For the Radeon Pro VII in a local machine eight workers was the sweet spot, resulting in around ~99% shader utilization and rock steady Time value.

For a quad L4 in AWS (g6.12xlarge) I found 16 workers were needed to get the metrics stable, but shader utilization would not go over ~90% on a sliding window.

For a single L40s in AWS (g6e.2xlarge) I found 32 workers were needed to get the metrics stable, but shader utilization would not go over ~90% on a sliding window.

For a single L40s in AWS (g6e.8xlarge) I found 32 workers were needed to get the metrics stable, and shader uilization was stable at 99%.

For a quad L40s ins AWS (g6e.24xlarge) I was unable to get the shader utilization over about 80%, however I could get a stable Time value.

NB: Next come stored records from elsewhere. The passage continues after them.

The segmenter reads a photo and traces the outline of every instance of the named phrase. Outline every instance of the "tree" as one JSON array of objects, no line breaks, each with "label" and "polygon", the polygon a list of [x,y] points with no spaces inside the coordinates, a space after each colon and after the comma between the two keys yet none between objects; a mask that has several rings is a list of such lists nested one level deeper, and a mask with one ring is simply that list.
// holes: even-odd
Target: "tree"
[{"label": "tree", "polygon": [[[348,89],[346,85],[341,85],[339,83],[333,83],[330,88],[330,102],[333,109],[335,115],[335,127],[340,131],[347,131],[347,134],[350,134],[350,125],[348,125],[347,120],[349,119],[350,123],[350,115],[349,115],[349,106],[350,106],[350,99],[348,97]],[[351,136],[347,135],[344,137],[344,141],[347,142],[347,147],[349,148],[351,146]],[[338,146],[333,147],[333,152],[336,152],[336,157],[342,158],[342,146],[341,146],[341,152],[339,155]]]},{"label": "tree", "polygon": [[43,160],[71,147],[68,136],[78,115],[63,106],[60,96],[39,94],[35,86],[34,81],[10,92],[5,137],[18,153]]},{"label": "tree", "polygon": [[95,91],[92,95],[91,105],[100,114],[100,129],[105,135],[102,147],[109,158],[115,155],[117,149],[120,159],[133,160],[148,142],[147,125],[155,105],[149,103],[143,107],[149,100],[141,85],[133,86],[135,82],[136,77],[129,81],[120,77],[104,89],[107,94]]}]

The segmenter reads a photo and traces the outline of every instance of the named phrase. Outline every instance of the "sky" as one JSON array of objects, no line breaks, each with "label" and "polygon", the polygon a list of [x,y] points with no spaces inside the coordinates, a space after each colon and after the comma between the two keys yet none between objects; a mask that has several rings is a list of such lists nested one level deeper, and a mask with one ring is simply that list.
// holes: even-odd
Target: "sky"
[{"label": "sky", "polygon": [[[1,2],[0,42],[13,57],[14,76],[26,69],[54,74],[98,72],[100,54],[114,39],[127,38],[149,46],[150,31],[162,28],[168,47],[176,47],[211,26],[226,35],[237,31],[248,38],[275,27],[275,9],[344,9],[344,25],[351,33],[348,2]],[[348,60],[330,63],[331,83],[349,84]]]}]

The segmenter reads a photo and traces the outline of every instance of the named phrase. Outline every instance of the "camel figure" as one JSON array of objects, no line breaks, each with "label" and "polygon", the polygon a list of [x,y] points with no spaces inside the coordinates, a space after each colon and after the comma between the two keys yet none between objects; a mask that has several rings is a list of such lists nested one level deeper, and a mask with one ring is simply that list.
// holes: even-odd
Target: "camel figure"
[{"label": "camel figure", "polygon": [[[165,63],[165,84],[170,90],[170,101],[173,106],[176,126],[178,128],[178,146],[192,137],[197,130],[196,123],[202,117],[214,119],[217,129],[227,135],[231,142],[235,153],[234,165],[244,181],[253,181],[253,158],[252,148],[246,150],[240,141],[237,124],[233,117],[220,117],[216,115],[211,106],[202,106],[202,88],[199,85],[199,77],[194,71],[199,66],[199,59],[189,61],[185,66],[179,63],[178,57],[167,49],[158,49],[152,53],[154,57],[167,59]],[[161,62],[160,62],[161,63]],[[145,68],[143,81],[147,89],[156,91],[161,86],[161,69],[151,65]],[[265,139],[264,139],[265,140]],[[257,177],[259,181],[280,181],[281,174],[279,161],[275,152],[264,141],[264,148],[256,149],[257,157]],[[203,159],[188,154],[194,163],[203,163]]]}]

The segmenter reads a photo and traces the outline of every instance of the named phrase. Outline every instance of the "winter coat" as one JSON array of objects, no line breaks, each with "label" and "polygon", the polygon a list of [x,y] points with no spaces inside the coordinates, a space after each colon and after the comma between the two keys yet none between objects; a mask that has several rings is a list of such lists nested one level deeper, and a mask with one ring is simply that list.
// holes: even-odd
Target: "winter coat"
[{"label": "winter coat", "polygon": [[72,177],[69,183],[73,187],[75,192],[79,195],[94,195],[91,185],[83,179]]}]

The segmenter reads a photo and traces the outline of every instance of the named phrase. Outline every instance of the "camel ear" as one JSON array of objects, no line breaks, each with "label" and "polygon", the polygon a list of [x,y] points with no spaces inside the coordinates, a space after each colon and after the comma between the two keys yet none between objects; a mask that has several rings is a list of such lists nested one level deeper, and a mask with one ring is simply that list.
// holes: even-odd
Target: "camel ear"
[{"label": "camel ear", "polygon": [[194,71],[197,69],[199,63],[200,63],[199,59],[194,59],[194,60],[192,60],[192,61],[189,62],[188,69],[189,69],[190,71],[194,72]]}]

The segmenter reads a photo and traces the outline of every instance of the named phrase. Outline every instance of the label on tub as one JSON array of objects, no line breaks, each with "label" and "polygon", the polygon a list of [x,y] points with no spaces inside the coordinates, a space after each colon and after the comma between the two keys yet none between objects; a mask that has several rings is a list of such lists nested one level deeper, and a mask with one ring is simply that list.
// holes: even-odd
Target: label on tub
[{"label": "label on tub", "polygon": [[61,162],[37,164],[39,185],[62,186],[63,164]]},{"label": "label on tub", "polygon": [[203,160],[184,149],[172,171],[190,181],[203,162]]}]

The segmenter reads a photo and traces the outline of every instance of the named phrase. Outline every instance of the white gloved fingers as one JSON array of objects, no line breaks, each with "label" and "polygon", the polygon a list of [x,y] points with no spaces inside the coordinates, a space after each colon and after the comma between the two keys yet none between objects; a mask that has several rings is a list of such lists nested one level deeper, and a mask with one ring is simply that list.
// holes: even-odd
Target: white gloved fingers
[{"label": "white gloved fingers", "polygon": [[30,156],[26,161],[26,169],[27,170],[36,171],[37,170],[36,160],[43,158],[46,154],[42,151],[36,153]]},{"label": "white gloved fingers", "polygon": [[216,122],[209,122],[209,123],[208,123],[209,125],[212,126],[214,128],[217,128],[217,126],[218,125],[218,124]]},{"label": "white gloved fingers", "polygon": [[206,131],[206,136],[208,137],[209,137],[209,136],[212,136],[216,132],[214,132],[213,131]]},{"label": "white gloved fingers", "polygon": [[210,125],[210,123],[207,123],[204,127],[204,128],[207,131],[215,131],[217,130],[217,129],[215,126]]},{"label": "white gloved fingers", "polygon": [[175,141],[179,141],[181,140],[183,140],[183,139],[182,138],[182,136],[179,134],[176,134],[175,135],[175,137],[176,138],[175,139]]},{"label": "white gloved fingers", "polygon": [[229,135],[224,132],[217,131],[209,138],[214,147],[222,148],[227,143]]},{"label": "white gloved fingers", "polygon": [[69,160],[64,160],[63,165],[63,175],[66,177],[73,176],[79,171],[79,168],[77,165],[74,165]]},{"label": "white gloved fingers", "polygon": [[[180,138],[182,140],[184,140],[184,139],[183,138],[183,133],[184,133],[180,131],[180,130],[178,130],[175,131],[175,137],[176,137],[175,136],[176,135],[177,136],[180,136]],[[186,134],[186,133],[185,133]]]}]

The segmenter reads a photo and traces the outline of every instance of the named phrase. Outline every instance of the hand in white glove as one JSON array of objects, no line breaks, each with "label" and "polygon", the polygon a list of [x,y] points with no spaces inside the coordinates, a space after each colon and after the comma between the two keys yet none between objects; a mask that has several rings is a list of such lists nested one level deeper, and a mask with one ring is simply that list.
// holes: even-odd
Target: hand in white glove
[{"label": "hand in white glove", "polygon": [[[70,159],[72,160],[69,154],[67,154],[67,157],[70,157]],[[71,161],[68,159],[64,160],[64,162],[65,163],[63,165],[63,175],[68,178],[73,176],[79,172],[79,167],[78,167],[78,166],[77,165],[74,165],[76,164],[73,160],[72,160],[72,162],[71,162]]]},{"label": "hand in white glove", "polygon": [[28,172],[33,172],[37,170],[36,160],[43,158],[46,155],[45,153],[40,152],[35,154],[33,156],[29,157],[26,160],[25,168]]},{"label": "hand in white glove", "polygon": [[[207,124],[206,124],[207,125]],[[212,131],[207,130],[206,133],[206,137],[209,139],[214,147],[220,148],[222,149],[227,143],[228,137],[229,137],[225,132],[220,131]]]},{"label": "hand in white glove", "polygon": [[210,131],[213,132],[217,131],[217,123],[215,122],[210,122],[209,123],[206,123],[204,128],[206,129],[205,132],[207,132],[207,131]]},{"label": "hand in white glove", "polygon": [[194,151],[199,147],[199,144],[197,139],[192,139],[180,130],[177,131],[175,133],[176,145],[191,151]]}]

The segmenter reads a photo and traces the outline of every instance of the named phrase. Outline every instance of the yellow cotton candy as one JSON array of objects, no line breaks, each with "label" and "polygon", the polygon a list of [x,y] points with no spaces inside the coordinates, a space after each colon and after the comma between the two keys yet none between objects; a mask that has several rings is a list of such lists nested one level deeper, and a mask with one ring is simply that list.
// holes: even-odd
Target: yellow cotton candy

I looked at whether the SSD used to store the images might be the culprit. Not so clear. None of the setups generated bandwidth that should stress a decent SSD (326 MB/s at the highest), but I am not at all sure how to interpret the queue length data. Very short queues where the number of data workers was too low, expected. For Radeon Pro VII, L4 and L40s when I had enough workers to max out the shaders the SDD queue depth would be in the 0.22 to 2.7 range. For the quad L40s system that I just could not max out the SSD queue depth was modest, in around 0.8. But I have no idea what to make of AWS’ SSDs - how many bits of intervening DPUs or networking layers are actually between the CPU/GPU and the SSD.

What could be clearly observed was the SSD read rates (r/s and rkB/s) for any GPU setup scaled up as the number of workers was increased, up to the limit where shader utilization leveled off. A fully utilized Radeon VII Pro was sucking in 96MB/s of images, while a ~66% utilized quad L40s sucked in 326 MB/s.